O que sugerem que se faça nesta ocasião?
Estão informando o cNaoNIF, ou não informando nada do tomador, nem mesmo a placa?
Tomador é campo opcional para casos em que a tributação não seja o endereço do tomador ou destinatário.
Agora com a indicação dos campos do grupo IBSCBS, o sistema está me obrigando a informar o tomador.

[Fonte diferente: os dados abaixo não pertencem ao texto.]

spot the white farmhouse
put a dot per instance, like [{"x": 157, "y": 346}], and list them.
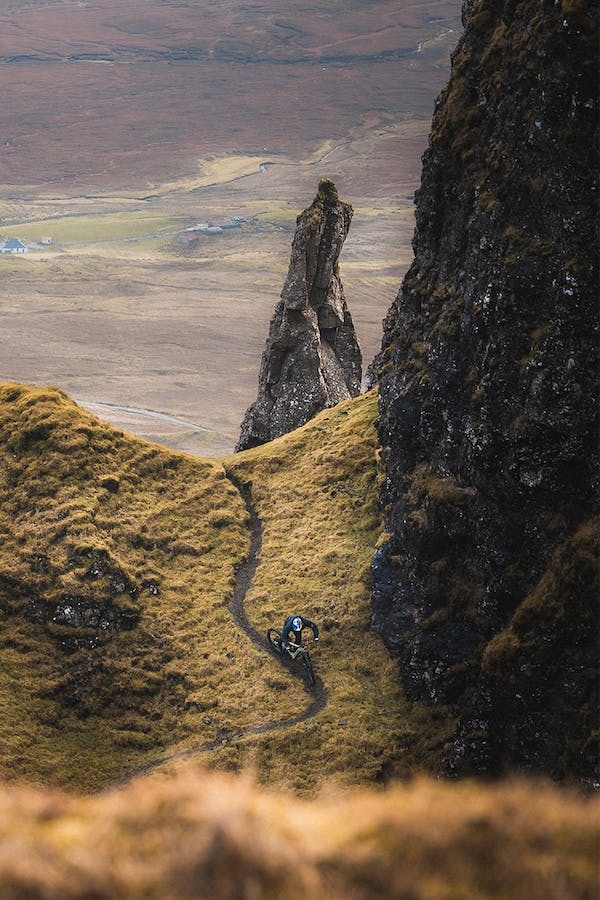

Pelo que vi, A Sefin usa o campo cIndOp (grupo IBSCBS) para definir o município de incidência do IBS:
Tipo de cIndOp |
Incidência | Tomador / endereço |
|---|---|---|
ex. 030101, 050101… |
Local da prestação | em geral não exige endereço do tomador |
100101, 100301, 100501… |
Domicílio do adquirente | exige tomador + endereço (E0234) |
100201, 100401, 100601 |
Domicílio do destinatário | exige destinatário/endereço |
O toma é opcional no XSD (minOccurs="0"), mas vira obrigatório quando o cIndOp cai na regra do adquirente/destinatário. Isso está no manual: se cIndOp for 100301 (etc.), “o tomador deverá ser informado, bem como seu endereço”.
No estacionamento (11.01): o Anexo VIII só prevê cIndOp = 100301 → incidência no domicílio do adquirente → não dá para “marcar” outro local. Mudar para um cIndOp de “local da prestação” seria enquadramento errado.
Ou seja, me parece que para estacionamento eu sou como que obrigado a definir o endereço do tomador, no entanto, isso não faz sentido na prática, pois clientes avulsos de estacionamento não informam documento, nome e muito menos endereço.
Conseguem me ajudar a elucidar este problema?